I remembered Portland, our rainy home. I would not return there; this was certain. “I do not yet know,” I admitted. “But Anelie—this I do know. It is not necessary that I disappear from your life, if you do not wish it. I am not Ana. And we are not children.”
“I’m only eleven,” Anelie said. Her voice quavered.
“Eleven is old enough for many things,” I answered. “Not that many years ago, eleven could have seen you close to becoming a wife.”
She nodded. “I do not want to lose you.”
“Enough to defy Father and Mother?”
I was asking something terrible of her. To defy our parents—this was no small thing. How could I ask it—that
she risk her role in the family because of a choice I had made? It made me a terrible person to do this, and yet I did.

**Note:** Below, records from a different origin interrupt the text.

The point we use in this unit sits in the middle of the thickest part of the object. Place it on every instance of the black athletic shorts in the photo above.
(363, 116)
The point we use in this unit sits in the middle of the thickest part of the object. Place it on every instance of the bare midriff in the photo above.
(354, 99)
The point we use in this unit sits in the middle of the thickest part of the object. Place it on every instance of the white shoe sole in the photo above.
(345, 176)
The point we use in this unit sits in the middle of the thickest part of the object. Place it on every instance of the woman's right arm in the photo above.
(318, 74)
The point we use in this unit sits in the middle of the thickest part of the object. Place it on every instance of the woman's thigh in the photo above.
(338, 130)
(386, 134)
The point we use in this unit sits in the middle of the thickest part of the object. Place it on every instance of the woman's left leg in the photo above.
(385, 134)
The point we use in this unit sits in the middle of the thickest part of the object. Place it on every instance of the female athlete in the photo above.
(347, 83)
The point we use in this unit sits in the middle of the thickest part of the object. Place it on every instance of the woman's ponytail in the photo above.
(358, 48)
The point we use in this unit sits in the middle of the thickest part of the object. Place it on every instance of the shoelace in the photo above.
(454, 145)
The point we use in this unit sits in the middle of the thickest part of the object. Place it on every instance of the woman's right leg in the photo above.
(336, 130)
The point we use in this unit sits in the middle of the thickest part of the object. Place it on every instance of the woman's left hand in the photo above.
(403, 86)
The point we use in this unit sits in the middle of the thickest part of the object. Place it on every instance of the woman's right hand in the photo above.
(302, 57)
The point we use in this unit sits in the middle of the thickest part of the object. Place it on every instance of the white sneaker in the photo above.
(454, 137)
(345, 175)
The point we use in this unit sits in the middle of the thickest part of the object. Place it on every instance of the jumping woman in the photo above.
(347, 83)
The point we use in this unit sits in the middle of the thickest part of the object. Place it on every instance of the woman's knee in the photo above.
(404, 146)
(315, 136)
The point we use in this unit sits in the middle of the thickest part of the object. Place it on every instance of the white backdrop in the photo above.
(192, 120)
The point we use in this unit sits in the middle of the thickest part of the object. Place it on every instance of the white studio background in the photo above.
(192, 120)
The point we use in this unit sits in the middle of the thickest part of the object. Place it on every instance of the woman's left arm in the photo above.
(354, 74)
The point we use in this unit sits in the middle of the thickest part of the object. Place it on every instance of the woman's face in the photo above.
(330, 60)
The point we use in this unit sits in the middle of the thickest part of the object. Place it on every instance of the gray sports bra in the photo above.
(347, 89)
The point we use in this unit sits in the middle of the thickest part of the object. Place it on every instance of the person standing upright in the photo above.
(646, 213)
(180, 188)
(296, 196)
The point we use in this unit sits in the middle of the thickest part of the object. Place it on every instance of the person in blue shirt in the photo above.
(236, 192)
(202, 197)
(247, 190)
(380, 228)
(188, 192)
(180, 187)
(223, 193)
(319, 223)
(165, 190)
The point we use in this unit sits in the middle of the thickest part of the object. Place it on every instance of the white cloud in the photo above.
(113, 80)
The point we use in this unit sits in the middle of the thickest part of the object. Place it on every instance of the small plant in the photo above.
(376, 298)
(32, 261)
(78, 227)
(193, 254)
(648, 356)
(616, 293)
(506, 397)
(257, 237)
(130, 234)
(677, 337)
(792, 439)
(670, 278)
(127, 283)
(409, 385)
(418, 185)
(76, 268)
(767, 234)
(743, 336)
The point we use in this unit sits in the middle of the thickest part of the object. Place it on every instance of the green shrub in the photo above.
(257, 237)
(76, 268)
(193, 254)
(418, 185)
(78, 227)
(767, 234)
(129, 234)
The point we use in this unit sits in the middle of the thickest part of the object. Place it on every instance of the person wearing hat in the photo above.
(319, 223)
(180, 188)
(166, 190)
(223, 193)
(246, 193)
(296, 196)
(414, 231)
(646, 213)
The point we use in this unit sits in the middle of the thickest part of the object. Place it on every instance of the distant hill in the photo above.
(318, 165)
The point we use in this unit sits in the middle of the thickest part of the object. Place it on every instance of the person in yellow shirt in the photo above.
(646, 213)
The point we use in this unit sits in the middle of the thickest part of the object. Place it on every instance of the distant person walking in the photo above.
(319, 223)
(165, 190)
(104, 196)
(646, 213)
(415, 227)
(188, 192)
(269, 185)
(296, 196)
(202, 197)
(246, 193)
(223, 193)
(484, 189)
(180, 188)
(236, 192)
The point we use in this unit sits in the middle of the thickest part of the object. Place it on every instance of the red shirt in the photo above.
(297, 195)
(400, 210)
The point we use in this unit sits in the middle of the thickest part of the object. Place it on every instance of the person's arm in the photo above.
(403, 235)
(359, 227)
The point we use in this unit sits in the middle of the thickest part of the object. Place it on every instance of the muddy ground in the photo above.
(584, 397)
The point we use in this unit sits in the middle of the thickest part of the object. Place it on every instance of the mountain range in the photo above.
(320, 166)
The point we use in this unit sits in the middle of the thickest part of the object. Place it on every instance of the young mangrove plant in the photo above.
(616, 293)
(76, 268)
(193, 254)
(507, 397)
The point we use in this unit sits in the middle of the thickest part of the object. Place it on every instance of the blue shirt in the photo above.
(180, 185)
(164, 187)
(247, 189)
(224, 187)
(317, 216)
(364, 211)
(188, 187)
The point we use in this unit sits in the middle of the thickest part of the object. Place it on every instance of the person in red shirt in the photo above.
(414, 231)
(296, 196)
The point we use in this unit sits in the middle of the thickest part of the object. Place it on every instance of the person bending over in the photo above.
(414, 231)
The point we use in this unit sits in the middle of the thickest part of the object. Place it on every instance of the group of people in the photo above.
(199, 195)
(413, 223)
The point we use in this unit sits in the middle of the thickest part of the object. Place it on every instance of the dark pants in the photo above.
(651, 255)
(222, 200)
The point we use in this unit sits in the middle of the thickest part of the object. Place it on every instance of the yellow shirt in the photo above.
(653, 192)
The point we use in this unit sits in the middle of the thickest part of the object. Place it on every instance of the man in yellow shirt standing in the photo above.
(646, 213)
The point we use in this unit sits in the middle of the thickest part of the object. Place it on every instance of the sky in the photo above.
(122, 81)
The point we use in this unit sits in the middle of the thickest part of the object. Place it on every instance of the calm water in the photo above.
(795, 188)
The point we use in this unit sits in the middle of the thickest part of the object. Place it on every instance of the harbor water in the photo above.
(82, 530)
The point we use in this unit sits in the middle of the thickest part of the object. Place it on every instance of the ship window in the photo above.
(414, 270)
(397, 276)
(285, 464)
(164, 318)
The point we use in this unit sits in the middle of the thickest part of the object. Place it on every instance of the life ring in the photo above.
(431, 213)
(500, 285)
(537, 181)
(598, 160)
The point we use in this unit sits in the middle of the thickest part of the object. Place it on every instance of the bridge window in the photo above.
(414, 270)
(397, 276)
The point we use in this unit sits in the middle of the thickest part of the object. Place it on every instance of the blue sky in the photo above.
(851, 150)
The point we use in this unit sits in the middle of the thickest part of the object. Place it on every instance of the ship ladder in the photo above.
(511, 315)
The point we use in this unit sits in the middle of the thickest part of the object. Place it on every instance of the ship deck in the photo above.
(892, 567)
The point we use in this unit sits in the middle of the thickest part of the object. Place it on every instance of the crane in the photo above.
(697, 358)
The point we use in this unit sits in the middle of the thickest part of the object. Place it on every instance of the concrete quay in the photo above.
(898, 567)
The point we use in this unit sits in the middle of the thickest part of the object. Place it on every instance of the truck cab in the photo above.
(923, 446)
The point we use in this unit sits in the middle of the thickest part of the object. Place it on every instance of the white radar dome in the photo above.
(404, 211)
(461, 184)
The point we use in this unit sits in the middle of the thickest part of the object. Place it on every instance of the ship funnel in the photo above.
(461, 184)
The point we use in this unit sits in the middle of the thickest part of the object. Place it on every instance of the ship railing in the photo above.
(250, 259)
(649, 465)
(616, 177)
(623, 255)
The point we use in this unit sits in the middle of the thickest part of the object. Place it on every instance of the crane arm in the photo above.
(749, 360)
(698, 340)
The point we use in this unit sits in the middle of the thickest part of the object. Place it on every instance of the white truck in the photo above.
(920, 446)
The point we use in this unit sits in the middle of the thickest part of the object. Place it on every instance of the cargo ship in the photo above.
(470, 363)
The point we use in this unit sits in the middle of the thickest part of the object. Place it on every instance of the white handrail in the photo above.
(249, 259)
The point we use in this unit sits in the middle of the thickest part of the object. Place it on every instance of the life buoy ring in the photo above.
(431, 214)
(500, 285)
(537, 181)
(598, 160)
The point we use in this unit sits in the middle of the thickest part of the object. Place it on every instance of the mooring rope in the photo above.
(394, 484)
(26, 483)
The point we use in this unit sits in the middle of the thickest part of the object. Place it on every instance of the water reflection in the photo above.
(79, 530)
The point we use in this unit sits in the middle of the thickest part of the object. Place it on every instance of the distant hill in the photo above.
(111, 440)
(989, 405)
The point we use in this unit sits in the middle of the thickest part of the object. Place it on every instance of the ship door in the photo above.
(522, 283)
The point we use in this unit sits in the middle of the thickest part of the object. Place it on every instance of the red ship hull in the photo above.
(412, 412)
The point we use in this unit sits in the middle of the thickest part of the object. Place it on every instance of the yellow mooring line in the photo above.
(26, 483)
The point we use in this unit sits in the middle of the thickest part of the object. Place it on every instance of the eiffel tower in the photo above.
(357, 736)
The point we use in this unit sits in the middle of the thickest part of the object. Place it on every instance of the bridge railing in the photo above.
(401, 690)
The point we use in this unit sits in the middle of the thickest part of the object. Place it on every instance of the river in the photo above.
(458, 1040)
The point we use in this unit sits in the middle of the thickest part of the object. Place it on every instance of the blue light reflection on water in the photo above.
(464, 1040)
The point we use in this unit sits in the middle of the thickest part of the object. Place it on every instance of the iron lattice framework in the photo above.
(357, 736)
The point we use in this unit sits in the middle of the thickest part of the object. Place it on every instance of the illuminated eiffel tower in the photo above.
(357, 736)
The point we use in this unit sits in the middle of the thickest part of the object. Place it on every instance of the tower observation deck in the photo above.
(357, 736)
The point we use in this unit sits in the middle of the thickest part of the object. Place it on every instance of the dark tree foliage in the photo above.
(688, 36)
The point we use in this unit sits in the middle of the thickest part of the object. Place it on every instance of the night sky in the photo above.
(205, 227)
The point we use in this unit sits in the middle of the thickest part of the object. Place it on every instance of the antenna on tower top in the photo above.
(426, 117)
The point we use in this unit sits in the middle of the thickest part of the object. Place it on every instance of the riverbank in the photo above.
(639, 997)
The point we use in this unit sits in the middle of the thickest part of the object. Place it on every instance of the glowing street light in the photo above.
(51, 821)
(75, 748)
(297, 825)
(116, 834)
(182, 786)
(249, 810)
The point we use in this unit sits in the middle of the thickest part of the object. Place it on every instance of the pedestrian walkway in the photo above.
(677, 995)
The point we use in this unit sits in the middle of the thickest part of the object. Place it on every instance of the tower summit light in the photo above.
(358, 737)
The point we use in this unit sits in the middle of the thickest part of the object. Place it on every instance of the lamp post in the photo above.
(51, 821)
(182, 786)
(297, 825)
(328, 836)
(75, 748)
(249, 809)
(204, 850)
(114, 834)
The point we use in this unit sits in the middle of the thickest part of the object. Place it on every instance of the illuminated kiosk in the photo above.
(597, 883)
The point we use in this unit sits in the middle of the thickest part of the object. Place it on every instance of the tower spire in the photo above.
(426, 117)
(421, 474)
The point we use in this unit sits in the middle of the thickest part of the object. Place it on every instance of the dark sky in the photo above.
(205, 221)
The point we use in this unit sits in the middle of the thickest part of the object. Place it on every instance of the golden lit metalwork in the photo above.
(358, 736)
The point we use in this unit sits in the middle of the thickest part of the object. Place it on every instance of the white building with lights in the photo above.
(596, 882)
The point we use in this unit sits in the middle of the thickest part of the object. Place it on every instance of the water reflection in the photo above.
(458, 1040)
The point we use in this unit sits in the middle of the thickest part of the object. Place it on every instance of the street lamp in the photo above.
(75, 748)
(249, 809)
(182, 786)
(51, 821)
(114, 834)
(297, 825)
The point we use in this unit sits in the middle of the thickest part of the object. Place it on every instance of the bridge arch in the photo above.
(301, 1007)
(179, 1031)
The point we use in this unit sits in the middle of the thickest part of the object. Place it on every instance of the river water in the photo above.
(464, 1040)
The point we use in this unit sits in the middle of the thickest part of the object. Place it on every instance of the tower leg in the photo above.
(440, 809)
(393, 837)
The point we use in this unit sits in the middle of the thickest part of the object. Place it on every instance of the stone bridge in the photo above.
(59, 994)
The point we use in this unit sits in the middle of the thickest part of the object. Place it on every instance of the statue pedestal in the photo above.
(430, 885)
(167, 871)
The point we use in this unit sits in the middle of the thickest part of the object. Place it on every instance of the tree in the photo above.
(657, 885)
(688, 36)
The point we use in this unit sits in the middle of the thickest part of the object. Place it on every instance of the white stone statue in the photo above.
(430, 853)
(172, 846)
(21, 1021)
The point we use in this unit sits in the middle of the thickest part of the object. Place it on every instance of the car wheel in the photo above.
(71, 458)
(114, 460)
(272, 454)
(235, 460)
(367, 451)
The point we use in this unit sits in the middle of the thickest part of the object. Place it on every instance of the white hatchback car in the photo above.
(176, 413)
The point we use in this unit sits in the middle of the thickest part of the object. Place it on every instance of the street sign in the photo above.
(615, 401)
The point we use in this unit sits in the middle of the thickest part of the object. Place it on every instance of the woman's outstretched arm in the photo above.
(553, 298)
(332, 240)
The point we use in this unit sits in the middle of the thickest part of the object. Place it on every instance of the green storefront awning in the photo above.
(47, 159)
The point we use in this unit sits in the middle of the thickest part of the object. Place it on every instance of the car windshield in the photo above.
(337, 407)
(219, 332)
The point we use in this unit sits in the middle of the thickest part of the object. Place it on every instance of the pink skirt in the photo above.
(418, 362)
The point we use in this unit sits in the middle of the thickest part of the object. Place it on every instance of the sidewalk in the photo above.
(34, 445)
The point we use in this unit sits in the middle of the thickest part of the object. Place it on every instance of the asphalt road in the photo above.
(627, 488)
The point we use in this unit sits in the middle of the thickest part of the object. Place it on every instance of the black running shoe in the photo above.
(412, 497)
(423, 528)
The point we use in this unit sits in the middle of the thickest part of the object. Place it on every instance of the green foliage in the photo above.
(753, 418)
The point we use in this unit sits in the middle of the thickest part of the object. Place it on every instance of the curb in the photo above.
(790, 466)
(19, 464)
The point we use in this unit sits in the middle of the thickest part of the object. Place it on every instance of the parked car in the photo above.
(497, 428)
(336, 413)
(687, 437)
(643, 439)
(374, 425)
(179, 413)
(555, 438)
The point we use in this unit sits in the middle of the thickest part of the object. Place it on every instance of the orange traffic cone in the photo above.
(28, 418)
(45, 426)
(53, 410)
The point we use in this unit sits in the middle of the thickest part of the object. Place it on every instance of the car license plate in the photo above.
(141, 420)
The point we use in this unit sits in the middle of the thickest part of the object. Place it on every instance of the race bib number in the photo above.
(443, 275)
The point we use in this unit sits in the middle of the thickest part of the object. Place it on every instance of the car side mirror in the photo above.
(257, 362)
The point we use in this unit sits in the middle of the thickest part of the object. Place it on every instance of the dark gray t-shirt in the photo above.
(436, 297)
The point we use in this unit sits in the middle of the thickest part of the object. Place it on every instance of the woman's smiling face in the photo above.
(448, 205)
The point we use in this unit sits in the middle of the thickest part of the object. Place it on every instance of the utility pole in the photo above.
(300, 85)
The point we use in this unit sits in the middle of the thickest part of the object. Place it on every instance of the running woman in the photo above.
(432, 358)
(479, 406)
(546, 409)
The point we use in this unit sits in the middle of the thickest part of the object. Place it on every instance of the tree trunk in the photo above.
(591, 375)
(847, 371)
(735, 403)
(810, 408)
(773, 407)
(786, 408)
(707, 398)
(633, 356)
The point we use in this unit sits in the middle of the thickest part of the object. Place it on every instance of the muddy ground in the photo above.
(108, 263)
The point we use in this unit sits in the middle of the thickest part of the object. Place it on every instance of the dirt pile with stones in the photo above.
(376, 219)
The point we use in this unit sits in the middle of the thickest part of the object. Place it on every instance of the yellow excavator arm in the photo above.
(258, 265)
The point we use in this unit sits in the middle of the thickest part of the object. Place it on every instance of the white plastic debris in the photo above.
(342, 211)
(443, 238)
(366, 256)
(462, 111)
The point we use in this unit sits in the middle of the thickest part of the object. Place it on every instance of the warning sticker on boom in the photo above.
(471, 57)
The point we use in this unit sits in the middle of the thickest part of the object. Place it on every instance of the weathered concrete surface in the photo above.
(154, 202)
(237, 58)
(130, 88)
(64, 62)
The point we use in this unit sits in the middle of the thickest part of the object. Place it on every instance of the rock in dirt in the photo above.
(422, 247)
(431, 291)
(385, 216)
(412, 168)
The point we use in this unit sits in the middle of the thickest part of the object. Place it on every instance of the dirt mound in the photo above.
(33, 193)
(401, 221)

Her face disintegrated into tears. “Oh, Lala, I am so afraid!” she cried. “Why did you have to do it? How can you leave me? Doesn’t it matter to you
at all
that I will be alone?”
So much pain. I welcomed it like lashes on my skin, her words whipping me just as painfully. I deserved it, all of it. It was impossible that I should escape without scars; had I stayed there would have been scars, as well, but different ones—and perhaps I could have borne them myself instead of sharing them with Anelie.
I could not undo what I had done. I could not spare Anelie.
“I am sorry,” I whispered. She cried quietly so as not to draw attention to us in the tent. Then she managed to control her tears. It was a glimpse into her future—she would cry for me, and she would contain it.
“I will not make you choose,” I said, even as I did just that. I wrote for her on a scrap of paper my email address. She did not yet have one; it might be months before she would be able to create one, if she ever manifested the courage.
She took the paper from me, but she did not look at the words on it before she tucked it in a pocket of her skirt. Still, she had taken it. That was something. A hope, at least, that she would one day find me.
“There is money in the bag,” Anelie said. “I saw Mother slip it in.”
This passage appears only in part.